Dear Secretary Perdue:
We are writing to express our opposition to the U.S. Department of Agriculture's (USDA) proposal to undermine "broad-based categorical eligibility" (BBCE) and subsequently eliminate nutritional assistance for an estimated 68,000 New Jerseyans. This proposed rule to restrict benefits under the Supplemental Nutrition Assistance Program (SNAP) not only further burdens struggling Americans, but flouts the will of Congress. We urge you to withdraw the proposed rule.
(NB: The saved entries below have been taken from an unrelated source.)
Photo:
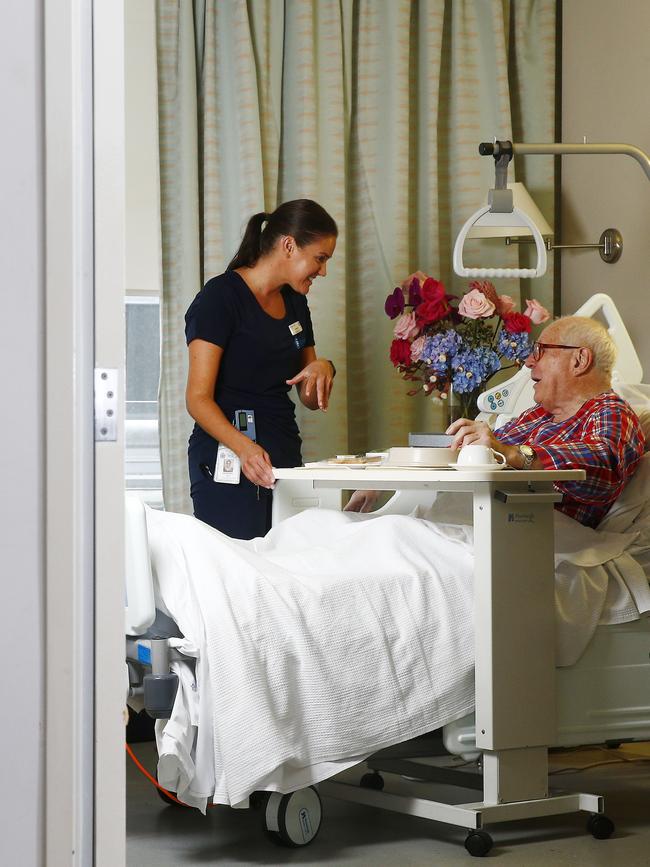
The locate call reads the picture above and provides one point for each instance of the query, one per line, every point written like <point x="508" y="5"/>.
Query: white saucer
<point x="471" y="467"/>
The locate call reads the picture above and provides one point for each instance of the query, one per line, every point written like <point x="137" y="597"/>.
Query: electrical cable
<point x="153" y="780"/>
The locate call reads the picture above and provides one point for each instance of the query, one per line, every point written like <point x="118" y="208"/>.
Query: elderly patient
<point x="577" y="422"/>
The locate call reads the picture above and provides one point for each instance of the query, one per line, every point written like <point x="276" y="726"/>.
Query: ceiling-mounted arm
<point x="557" y="149"/>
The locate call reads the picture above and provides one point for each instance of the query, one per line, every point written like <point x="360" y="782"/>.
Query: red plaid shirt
<point x="604" y="438"/>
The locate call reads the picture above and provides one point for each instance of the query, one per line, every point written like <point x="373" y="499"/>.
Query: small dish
<point x="469" y="467"/>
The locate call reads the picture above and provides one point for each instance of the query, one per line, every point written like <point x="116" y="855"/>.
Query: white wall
<point x="21" y="433"/>
<point x="143" y="254"/>
<point x="605" y="86"/>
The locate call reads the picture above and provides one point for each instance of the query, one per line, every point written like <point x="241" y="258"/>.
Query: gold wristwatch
<point x="528" y="454"/>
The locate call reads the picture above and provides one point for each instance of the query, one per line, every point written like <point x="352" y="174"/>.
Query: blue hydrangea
<point x="515" y="347"/>
<point x="472" y="367"/>
<point x="440" y="348"/>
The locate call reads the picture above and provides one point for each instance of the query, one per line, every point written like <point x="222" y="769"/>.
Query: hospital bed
<point x="601" y="698"/>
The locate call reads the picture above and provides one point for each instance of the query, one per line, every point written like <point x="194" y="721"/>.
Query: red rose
<point x="432" y="290"/>
<point x="515" y="323"/>
<point x="432" y="311"/>
<point x="400" y="353"/>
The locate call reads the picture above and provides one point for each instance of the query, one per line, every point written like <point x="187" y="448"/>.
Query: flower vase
<point x="462" y="405"/>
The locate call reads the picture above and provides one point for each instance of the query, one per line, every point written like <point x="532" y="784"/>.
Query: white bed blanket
<point x="339" y="634"/>
<point x="332" y="637"/>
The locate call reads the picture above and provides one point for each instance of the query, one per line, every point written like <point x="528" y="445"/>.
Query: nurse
<point x="250" y="339"/>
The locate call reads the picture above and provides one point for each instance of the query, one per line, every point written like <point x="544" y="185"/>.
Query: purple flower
<point x="472" y="367"/>
<point x="515" y="347"/>
<point x="394" y="305"/>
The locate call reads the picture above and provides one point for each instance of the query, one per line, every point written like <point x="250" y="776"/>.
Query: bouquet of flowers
<point x="445" y="343"/>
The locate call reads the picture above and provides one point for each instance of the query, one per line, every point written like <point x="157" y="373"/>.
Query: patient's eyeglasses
<point x="539" y="348"/>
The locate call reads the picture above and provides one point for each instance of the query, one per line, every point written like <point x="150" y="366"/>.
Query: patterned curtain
<point x="374" y="108"/>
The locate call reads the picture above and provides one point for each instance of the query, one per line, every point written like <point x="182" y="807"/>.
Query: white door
<point x="109" y="223"/>
<point x="84" y="814"/>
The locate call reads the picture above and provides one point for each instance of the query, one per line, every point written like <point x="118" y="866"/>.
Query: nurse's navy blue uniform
<point x="259" y="354"/>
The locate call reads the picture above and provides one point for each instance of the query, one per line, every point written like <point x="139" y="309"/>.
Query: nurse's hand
<point x="465" y="432"/>
<point x="256" y="465"/>
<point x="314" y="383"/>
<point x="362" y="501"/>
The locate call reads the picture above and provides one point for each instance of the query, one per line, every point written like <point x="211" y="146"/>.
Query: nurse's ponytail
<point x="249" y="249"/>
<point x="304" y="220"/>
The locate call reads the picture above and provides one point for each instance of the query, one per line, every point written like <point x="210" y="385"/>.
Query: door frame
<point x="84" y="788"/>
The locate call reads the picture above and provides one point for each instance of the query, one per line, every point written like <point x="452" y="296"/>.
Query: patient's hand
<point x="362" y="501"/>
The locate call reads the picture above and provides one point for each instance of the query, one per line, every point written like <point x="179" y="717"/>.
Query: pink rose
<point x="535" y="312"/>
<point x="505" y="305"/>
<point x="515" y="323"/>
<point x="406" y="327"/>
<point x="416" y="348"/>
<point x="475" y="305"/>
<point x="485" y="287"/>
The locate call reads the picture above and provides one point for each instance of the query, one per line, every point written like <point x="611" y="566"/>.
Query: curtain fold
<point x="374" y="108"/>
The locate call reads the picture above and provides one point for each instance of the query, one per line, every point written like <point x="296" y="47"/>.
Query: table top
<point x="356" y="476"/>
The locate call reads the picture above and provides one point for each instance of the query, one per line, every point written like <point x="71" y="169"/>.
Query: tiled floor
<point x="352" y="834"/>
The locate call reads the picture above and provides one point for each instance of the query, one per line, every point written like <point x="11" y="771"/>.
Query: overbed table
<point x="514" y="632"/>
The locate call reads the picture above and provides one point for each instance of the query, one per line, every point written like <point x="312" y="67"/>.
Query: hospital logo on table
<point x="521" y="518"/>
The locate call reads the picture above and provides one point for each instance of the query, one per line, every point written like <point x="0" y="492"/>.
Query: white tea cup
<point x="477" y="455"/>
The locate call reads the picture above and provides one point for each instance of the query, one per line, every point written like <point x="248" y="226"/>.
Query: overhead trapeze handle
<point x="462" y="271"/>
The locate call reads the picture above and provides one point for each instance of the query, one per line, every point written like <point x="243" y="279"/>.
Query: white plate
<point x="387" y="465"/>
<point x="469" y="467"/>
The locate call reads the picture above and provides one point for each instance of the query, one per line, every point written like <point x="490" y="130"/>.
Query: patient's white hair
<point x="583" y="331"/>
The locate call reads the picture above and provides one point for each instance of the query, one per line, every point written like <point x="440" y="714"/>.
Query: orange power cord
<point x="153" y="780"/>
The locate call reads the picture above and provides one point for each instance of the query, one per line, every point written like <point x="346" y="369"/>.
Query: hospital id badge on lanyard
<point x="297" y="333"/>
<point x="228" y="467"/>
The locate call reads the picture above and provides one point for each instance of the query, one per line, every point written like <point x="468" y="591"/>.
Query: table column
<point x="514" y="637"/>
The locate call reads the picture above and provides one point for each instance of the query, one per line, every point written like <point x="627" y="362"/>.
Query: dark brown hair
<point x="303" y="219"/>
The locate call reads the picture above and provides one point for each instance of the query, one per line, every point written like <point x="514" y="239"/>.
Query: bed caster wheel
<point x="478" y="843"/>
<point x="293" y="820"/>
<point x="372" y="780"/>
<point x="600" y="826"/>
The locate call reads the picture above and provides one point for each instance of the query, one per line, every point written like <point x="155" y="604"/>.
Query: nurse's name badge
<point x="298" y="337"/>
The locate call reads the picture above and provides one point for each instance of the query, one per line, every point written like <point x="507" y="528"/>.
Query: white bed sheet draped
<point x="330" y="638"/>
<point x="339" y="634"/>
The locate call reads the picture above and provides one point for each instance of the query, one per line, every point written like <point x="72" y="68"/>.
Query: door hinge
<point x="105" y="404"/>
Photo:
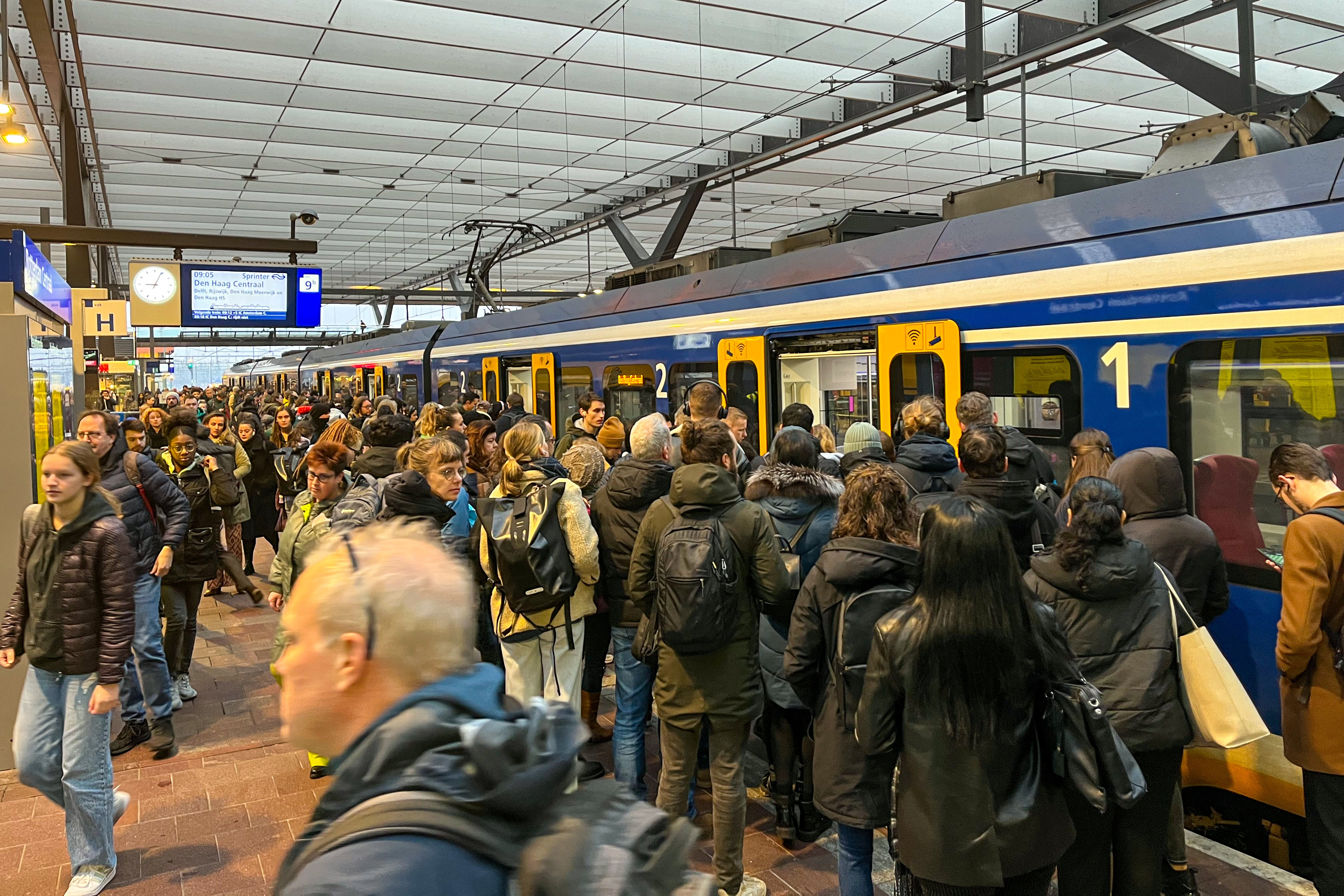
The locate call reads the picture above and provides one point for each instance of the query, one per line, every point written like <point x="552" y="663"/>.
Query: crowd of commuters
<point x="884" y="613"/>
Recent data shows that roughly 1 million New Jerseyans are living in food-insecure households. To address the needs of these struggling families, New Jersey is one of more than 40 states and territories that allow individuals to become automatically eligible for SNAP assistance if they already receive non-cash benefits from the Temporary Assistance for Needy Families (TANF) program. BBCE is a critical option in the fight against food insecurity as it allows states like New Jersey to provide SNAP to individuals and families who receive a non-cash TANF benefit making more than 130 percent of the poverty level, but who still face difficulty in making ends meet due to factors such as high costs of housing and childcare. By utilizing this option, New Jersey is able to better serve these working families while also lowering administrative costs.
BBCE, as currently employed, allows for working families, seniors, and disabled individuals to maintain modest savings while working to become financially independent and avoiding debt. You recently stated that it was the administration's job "to make sure folks have the tools they need to move away from SNAP dependency and back towards self-sufficiency." BBCE does just that. By USDA's own estimation, if enacted, this rule would have a negative impact on food security while also reducing the savings rates among individuals who are no longer eligible. Working families should not have to choose between saving for the future and putting food on the table.
Of the 688,557 New Jerseyans who received SNAP benefits this year thus far, 320,434 were children. This modest nutritional assistance creates an important foundation for children to excel, particularly in the classroom. Yet in order to determine whether a student is eligible for free school meals, schools rely upon SNAP enrollment data. If enacted, the proposed rule will result in New Jersey households not only losing current SNAP benefits, but children losing access to free school meals. Again, such an outcome does not appear to be in line with moving families towards self-sufficiency, but rather punishing families and children with low-incomes.
If the administration chooses to enact this policy, tens of thousands of New Jerseyans will be forced to make the unwelcome choice between saving for the future and feeding their families today. The proposed rule runs counter to the intent of Congress to provide nutrition assistance to those in need. In fact, the most recent bipartisan Farm Bill passed by an overwhelming majority in both chambers of Congress and rejected attempts by the Administration to undermine the program. As such, we urge you to reconsider and rescind this current proposal. We appreciate your consideration and attention to this matter.